The forest stretched out before me, green and lush and utterly indifferent to my suffering. Morning sun filtered through the canopy in golden beams. Birds sang. Somewhere in the distance, I could hear running water—a stream or creek.
It should have been beautiful. Instead, it just looked like a thousand places to die.
*Focus,* Nyx said firmly. *Close your eyes. Let me show you how to use our senses.*
I did as she asked. The visual world disappeared behind my eyelids, but everything else exploded into vivid detail.
Smells hit me first. The rich loam of the forest floor. The green scent of growing things. The crisp smell of pine. And underneath it all, threading through everything else—animals. Prey. Life.
My mouth watered.
Good. Now follow your nose. Trust your instincts.
I opened my eyes and started walking. My body seemed to know where to go even though my mind had no idea. My feet found the easiest path through the undergrowth automatically. I moved between trees without conscious thought, ducking under low branches, stepping over roots.
After about ten minutes of walking, Nyx spoke again.
Stop. Downwind. There.
I froze. Ahead of me, maybe twenty feet away near a fallen log, was a rabbit. Brown and fat, its ears twitching as it nibbled at fresh shoots. It hadn't noticed me yet.
My heart started pounding. This was it. My chance. But how was I supposed to catch it? Rabbits were fast. I was weak and slow from starvation.
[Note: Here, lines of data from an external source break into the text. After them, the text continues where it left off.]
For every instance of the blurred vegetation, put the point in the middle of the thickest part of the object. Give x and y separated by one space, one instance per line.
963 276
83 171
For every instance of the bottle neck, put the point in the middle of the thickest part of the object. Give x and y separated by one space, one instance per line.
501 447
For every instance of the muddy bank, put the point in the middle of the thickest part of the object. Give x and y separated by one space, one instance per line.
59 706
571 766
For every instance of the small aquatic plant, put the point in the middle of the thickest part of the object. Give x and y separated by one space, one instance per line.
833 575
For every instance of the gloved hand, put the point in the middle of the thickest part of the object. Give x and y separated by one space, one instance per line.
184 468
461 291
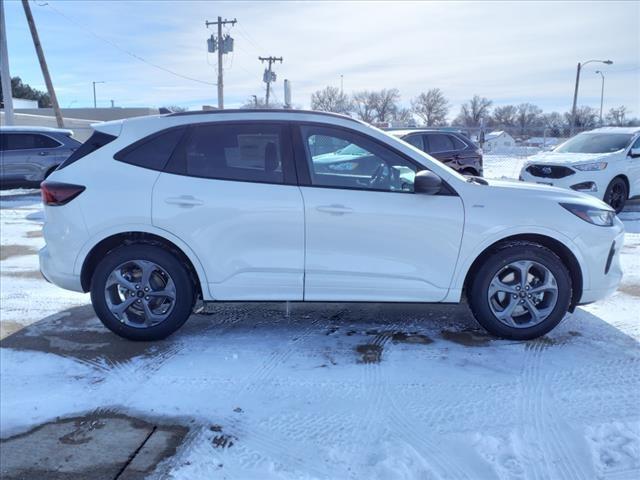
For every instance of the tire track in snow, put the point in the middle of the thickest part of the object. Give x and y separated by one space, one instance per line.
535 411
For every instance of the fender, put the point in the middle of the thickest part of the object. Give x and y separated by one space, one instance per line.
144 228
493 237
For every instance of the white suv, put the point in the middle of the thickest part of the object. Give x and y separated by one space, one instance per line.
154 213
604 162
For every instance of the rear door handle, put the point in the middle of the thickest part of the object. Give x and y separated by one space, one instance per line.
186 201
334 209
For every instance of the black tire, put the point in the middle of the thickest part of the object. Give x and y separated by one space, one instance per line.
184 291
616 194
504 255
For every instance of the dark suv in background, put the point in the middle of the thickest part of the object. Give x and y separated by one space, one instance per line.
28 155
451 148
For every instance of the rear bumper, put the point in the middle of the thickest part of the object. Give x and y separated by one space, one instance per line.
605 273
51 274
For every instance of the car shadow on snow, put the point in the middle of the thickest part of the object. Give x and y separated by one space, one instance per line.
365 327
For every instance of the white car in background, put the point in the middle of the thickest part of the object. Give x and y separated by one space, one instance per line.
604 162
154 213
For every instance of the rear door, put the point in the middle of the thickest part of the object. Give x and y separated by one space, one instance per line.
369 237
440 146
229 192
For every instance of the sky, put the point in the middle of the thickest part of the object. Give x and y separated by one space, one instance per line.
509 52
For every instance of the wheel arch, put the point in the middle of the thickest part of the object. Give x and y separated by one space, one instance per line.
115 240
556 246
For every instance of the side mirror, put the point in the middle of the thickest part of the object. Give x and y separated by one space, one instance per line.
427 182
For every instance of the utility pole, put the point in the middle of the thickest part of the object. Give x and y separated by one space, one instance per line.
269 76
43 63
222 45
4 65
601 94
95 103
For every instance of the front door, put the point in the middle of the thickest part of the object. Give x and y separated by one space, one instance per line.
369 237
229 193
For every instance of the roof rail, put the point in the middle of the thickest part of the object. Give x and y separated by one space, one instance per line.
260 110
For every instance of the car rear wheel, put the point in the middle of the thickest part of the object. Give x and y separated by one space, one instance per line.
521 292
142 292
616 194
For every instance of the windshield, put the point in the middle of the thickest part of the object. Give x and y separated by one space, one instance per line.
595 143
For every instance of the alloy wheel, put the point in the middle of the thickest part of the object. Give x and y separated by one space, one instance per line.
140 293
523 294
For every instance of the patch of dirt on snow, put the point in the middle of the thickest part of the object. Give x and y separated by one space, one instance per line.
77 333
370 353
633 290
33 234
100 444
413 338
8 251
34 274
467 338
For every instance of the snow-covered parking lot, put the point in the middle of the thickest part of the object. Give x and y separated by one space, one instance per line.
322 391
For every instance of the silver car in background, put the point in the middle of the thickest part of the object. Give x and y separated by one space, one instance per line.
29 154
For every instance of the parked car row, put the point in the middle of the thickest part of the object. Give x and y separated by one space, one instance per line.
154 213
604 162
31 154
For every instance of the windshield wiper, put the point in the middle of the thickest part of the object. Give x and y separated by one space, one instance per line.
478 180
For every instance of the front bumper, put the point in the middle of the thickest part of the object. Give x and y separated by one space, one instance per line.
51 274
578 178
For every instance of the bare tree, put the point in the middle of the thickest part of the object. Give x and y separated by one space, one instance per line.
432 107
586 117
617 116
528 116
505 116
364 104
554 123
473 111
405 117
386 104
330 99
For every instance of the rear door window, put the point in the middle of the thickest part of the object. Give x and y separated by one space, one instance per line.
439 142
252 152
152 152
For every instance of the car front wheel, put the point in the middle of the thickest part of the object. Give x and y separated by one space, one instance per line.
142 292
521 291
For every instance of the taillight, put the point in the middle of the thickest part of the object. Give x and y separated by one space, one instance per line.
57 193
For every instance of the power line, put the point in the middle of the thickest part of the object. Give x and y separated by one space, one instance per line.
131 54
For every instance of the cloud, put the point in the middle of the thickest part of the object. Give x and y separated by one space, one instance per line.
507 51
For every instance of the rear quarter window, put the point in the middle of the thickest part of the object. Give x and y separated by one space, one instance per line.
93 143
152 152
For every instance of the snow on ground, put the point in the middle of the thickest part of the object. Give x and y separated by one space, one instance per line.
21 218
334 390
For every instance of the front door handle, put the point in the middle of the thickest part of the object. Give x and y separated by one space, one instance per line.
334 209
186 201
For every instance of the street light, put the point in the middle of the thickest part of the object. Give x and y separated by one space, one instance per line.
94 94
601 94
575 93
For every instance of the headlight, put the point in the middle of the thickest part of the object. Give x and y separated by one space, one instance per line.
591 167
597 216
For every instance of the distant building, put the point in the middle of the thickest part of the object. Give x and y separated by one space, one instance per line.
541 142
498 141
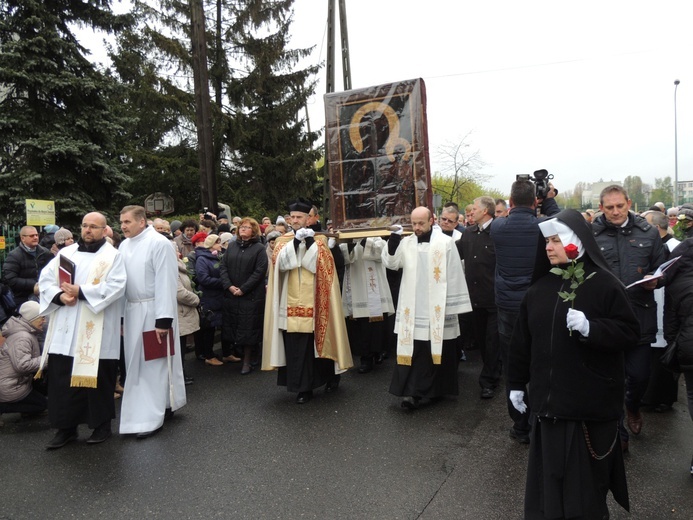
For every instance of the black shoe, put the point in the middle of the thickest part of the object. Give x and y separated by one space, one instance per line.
62 438
522 438
145 435
333 384
410 403
99 435
304 397
366 365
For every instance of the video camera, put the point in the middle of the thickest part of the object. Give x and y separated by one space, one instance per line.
541 182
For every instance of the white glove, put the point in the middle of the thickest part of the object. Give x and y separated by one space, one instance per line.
517 398
304 233
576 320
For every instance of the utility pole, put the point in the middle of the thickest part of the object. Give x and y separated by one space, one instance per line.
346 75
203 116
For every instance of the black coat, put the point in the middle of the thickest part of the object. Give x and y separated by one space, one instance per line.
244 265
478 252
515 240
21 271
632 251
208 280
573 377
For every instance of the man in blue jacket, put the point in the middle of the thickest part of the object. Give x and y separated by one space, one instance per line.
515 241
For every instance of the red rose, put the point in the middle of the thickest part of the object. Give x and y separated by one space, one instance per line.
571 251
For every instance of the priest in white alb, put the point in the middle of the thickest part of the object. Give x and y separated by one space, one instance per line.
432 293
81 292
154 388
366 298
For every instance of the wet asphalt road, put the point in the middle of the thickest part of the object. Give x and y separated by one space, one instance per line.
243 449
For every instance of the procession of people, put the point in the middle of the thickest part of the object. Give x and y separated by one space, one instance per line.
562 313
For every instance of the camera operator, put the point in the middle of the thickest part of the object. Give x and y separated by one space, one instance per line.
515 239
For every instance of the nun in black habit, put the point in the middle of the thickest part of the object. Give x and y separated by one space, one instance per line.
573 361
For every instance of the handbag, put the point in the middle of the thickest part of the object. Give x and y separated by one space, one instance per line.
206 316
670 358
8 302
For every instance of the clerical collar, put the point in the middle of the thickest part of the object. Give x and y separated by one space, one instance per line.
90 248
426 237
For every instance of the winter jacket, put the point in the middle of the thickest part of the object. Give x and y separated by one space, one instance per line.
21 271
188 317
244 265
678 313
19 359
477 250
573 377
208 280
515 240
632 251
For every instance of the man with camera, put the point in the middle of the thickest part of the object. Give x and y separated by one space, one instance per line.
515 241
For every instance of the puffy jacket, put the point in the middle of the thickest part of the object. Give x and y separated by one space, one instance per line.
188 317
21 271
632 251
19 359
208 279
515 239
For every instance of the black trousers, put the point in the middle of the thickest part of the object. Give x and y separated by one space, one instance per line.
70 406
34 402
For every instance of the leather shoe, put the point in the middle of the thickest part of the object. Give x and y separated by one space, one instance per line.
366 365
304 397
99 435
634 422
144 435
333 384
62 438
522 438
487 393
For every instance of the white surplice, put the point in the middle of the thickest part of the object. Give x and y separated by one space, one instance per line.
432 292
150 294
105 296
366 292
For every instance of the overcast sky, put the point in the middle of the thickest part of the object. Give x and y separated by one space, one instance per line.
583 89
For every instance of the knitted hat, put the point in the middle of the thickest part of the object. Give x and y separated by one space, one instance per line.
686 212
225 238
29 311
61 236
200 236
211 240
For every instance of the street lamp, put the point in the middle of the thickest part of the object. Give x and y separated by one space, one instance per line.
676 150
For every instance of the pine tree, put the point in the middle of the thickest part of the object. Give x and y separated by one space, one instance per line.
59 134
271 154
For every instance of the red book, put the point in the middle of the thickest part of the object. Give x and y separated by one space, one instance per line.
152 348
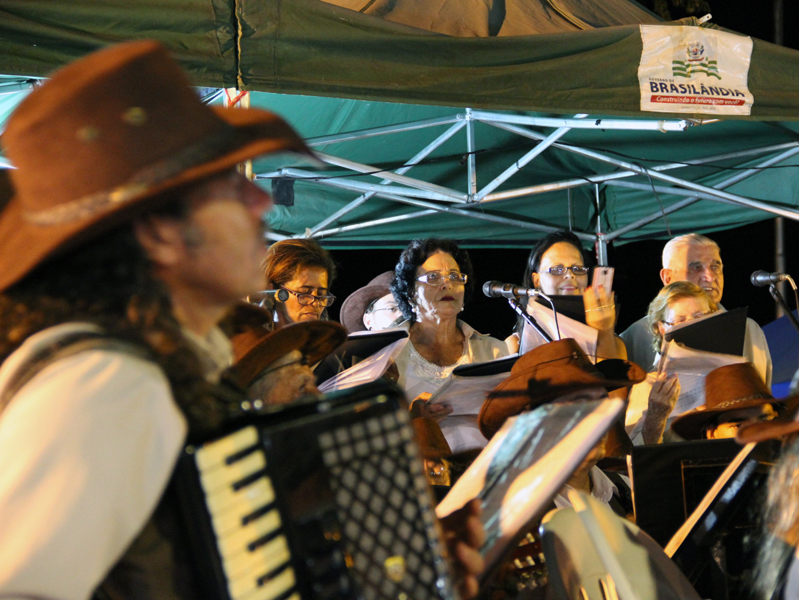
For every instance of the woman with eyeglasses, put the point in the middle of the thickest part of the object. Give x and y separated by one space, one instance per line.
557 266
652 400
431 282
305 271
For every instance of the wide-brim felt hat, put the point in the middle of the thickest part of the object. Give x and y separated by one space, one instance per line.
548 372
731 387
105 139
353 308
255 348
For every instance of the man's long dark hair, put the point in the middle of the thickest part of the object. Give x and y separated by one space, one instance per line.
108 281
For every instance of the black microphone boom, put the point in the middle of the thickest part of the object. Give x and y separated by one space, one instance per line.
764 279
496 289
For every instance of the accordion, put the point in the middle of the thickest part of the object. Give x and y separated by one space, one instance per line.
315 500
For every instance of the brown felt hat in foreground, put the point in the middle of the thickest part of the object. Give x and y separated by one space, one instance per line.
255 347
547 372
731 387
104 139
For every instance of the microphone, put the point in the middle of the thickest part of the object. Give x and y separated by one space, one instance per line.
496 289
279 295
763 279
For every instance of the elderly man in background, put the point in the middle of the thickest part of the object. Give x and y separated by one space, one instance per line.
696 258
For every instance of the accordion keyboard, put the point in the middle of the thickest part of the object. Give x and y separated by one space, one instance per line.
253 550
322 501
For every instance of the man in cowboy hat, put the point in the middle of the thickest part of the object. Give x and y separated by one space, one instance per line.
371 307
128 236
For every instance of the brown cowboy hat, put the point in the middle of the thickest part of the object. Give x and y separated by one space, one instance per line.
547 372
106 137
731 387
255 347
355 305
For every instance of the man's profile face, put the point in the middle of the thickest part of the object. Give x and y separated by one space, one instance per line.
699 264
223 235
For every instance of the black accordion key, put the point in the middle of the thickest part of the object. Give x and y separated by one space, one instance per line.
316 501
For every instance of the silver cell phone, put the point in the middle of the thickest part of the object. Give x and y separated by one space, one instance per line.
603 277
*Trust me,* Nyx said. *When I say go, you run. Don't think. Just move.*
I crouched down, muscles coiling without my conscious input. The rabbit was still focused on its meal, completely unaware. Every detail of it stood out in sharp relief—the way its nose twitched, the exact color of its fur, the small scar on one ear.
Now.
I didn't think. I just moved.
One second I was crouched twenty feet away. The next I was on top of the rabbit, my hands closing around its warm, squirming body. The speed was impossible. Inhuman. But I didn't have time to question it because the rabbit was struggling, kicking with its powerful hind legs, and if I didn't—
My teeth sank into its neck.
I didn't plan it. Didn't think about it. Some deeper instinct took over and I bit down hard. The rabbit went still. Hot blood flooded my mouth and the taste of it made som
ething inside me roar to life.
I'd killed it. I'd actually killed it.